Our Green at East Ilsley was one of over 250 such schemes countrywide set up to mark the Millennium and to provide ‘open breathing spaces’ in perpetuity for the benefit of local inhabitants. Mainly funded by the Countryside Agency, under the slogan “Access for All”, they were intended to provide free unrestricted access to green spaces for local recreation and exercise. The land itself is on a 999 year lease, and cannot be built upon. It is looked after by the Millennium Green Trust, and its elected Trustees.
In East Ilsley, The Green was created following the efforts of a group of local inhabitants who organised the raising of funds to purchase the land and drew up a Trust Deed document to which they put their signatures, and so became the original trustees. The Millennium Green Trust is an independent charity responsible to the Charity Commission. Under the terms of the Trust Deed, there is free unrestricted access to The Green at all times. The Green is situated to the south of the village between the slip road to the A34 and the recreation ground.
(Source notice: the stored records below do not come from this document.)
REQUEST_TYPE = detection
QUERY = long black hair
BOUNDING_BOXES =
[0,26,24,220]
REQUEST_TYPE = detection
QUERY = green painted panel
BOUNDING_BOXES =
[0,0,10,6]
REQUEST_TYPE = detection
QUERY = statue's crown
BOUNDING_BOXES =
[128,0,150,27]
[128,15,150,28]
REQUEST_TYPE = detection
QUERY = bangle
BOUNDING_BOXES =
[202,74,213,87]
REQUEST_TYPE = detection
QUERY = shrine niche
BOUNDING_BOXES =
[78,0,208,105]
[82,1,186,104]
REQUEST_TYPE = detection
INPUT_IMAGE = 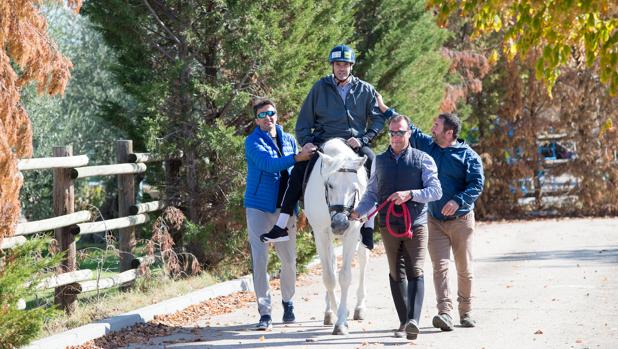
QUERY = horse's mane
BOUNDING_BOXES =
[320,138,365,180]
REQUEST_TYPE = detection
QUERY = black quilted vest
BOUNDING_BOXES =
[375,146,428,230]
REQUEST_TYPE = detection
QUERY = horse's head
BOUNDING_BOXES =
[319,151,367,235]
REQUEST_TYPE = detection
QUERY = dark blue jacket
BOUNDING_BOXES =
[410,124,484,221]
[244,125,297,213]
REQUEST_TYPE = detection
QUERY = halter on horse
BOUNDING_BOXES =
[303,138,369,335]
There is an entrance at either end.
Millennium Green Features
On a cold damp morning towards the end of 1999, a contingent of about a dozen soldiers of the 42 Survey Engineering Group (Hermitage), arrived at the open area which was later to become East Ilsley Millennium Green, with lorries, low-loaders, and equipment necessary for moving very heavy loads. They had collected 34 large sarsen stones from a field near to Ashdown House, which is between Lambourn and Ashbury, on behalf of the trustees, which they proceeded to put into positions around the green under the direction of the trustees.
Some of the stones were intended to serve as seating for visitors, while others, which had dips and hollows in them, would hopefully provide birds with drinking pools. It was hoped that children would enjoy climbing on, and playing around the stones.
The placing of the stones was not random. The two large stones (one weighing several tons) at the entrance from the recreation ground were specifically spaced to prevent vehicular access, and a group on the path to the left were arranged around a central stone so that children could sit around a teacher.
Stepping Stone Snail
Early in 2000, it was decided to create a stepping stone feature for the Green. The design was in the form of a giant snail. 82 young children, resident in East Ilsley at the time, each took off a shoe and a sock and impressed a bare footprint into soft cement on top of a bucket sized lump of concrete, and their names were impressed at the same time. The youngest of these children was a baby at the time, the eldest about twelve or thirteen years old. They would now all be adults. This group of circular ‘stones’ was then set into the turf, to form of the spiral shell and the body of a snail. Over time, some have been damaged by grass cutting machinery, and many of them are partly hidden by grass and moss.
Other features include a sheep made from flints, a sundial, picnic tables, and a wooded area.